The judge in London first granted bail to Dewani, but in a dramatic twist, he was told that for procedural reasons he must now remain in custody pending a High Court hearing.
District Judge Howard Riddle said initially he had agreed to grant bail to Dewani because he had cooperated with the South African police investigation.
“He was cooperative with the South African police, he left [South Africa] with the consent of the South African police,” the judge said.
The murder took place after the couple married in a lavish ceremony in the Indian city of Mumbai, which reports in Britain said cost 200,000 pounds ($315,000).
Dewani was released unharmed from the taxi, but his wife’s bullet-riddled body, robbed of her Armani watch, white gold and diamond bracelet, handbag and phone, was later found in an impoverished township neighbourhood.
He strongly denies any involvement in the murder and told the court in London he did not agree to the extradition.
In a South African court on Tuesday, taxi driver Zola Tongo said he was offered 15,000 rand ($2,175) by Dewani to kill his wife.
Tongo was sentenced to 18 years in jail by Western Cape High Court after pleading guilty to murder and aggravated robbery, but the sentence would have been longer had he not agreed to a plea bargain which involved his accusation that Dewani had paid him to kill his wife.
Dewani’s family, who have hired British public relations guru Max Clifford, rejected the accusations as “ludicrous.”
“Shrien is totally innocent of any involvement in this heinous crime. These allegations are totally ludicrous and very hurtful to a young man who is grieving the loss of the woman he loved, his chosen life partner,” they said in a statement.
South African National Prosecuting Authority spokesman Eric Ntabazalila told AFP that Tongo had given evidence that he was approached by the Briton and promised the payment “to remove someone off the scene.”
“After some discussion with him I understood that he wanted someone, a woman, killed,” said Tongo in a sworn statement.
He enlisted two accomplices to conduct the murder, according to Ntabazalila.

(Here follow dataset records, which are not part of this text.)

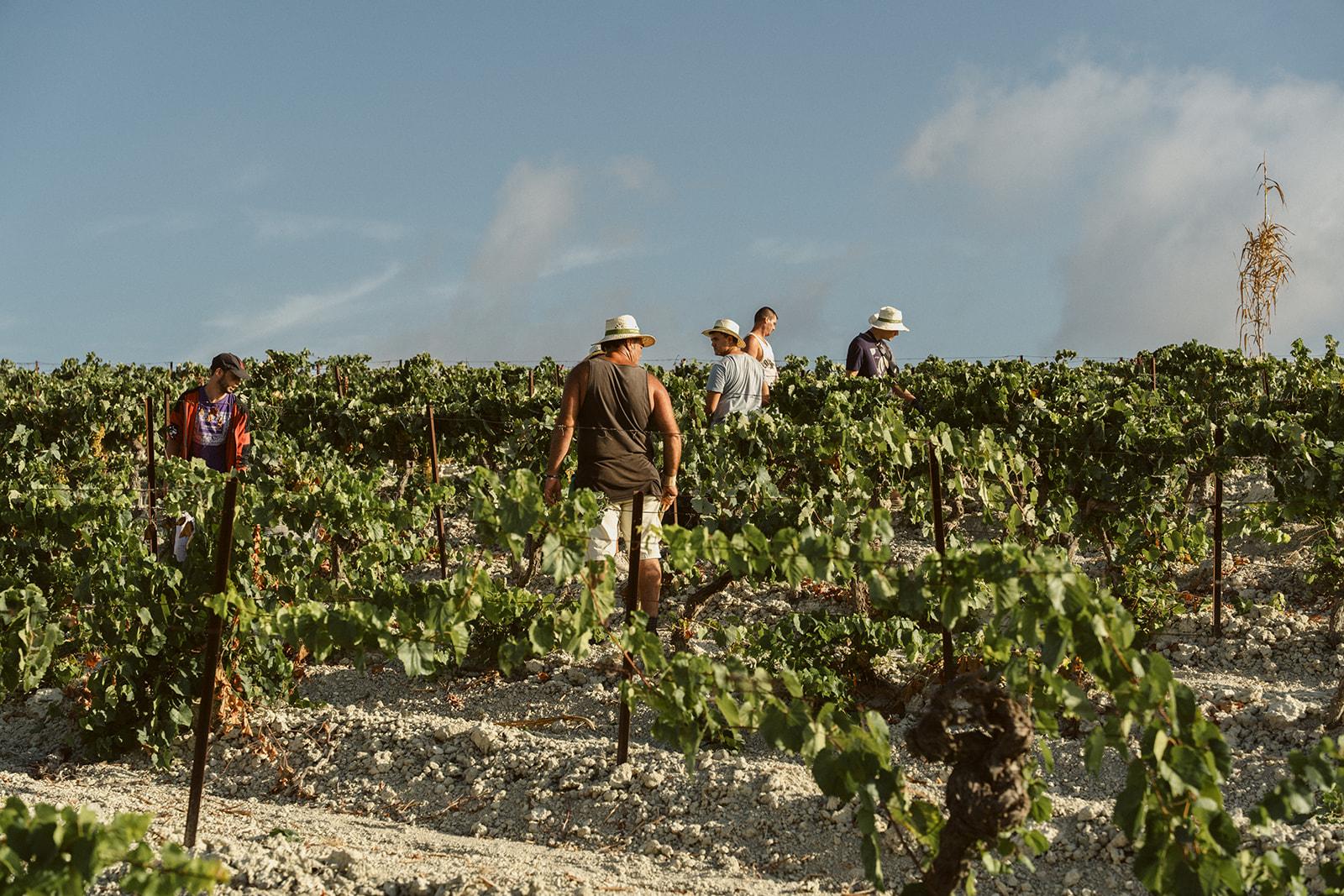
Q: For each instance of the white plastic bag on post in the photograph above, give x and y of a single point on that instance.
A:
(181, 537)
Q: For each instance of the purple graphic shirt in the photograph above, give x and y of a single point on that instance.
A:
(212, 429)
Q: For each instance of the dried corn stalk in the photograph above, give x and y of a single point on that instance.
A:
(1265, 269)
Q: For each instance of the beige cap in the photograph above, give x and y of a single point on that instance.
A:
(625, 327)
(729, 327)
(889, 317)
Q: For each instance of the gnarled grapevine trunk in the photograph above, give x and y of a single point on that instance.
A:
(985, 736)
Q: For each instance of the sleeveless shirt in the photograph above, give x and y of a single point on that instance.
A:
(616, 453)
(772, 372)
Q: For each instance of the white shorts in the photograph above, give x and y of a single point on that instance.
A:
(616, 523)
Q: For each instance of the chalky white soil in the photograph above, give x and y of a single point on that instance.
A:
(487, 785)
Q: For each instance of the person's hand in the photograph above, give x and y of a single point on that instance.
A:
(551, 490)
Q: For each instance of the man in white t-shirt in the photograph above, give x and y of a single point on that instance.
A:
(737, 380)
(757, 345)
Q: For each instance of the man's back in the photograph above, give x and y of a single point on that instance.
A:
(738, 378)
(616, 454)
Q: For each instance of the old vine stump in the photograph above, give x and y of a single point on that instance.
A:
(985, 736)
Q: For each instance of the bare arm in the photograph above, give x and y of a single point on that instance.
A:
(665, 423)
(575, 385)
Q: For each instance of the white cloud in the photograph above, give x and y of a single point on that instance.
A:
(307, 308)
(154, 223)
(577, 257)
(797, 251)
(281, 226)
(1158, 170)
(535, 207)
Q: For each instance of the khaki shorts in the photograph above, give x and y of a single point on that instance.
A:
(616, 523)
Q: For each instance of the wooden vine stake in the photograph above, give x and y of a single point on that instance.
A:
(214, 633)
(1218, 537)
(167, 421)
(940, 542)
(438, 510)
(150, 453)
(632, 600)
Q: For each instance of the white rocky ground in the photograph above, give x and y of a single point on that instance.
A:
(484, 785)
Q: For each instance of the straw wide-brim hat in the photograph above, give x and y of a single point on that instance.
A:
(625, 327)
(729, 327)
(889, 317)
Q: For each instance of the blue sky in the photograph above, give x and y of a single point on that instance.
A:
(492, 181)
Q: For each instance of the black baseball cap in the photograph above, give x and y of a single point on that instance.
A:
(230, 363)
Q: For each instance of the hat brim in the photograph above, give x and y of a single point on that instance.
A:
(620, 338)
(895, 327)
(712, 331)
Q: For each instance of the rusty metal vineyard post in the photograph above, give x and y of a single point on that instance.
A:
(940, 542)
(154, 485)
(1218, 535)
(214, 634)
(632, 600)
(438, 510)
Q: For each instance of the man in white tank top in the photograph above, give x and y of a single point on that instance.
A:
(759, 347)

Tongo’s plea bargain documents reveal that the hijacking was part of a plan devised with Dewani to conceal the murder.
“Threatening me and Shrien Dewani with a firearm was a mere pretence of force,” he said.
The two other men accused of Dewani’s killing are due to face trial on February 25th, 2011.
Prior to the killing, the honeymooners had dined in a seaside restaurant in a town outside Cape Town and were on their way back to the city when Anni Dewani asked to see township nightlife, according to reports at the time.
However, court documents released on Tuesday said this was part of a plan concocted by the victim’s husband and Tongo.
Tongo told the court he carefully went through the hijacking and murder details with Dewani, even taking him to a black market foreign exchange dealer in Cape Town to arrange payment and avoid a bank audit trail.
“The agreement was that after the hijacking of the vehicle, Shrien Dewani and I would be ejected from the vehicle unharmed…the deceased would be kidnapped and robbed, before she was murdered,” he said.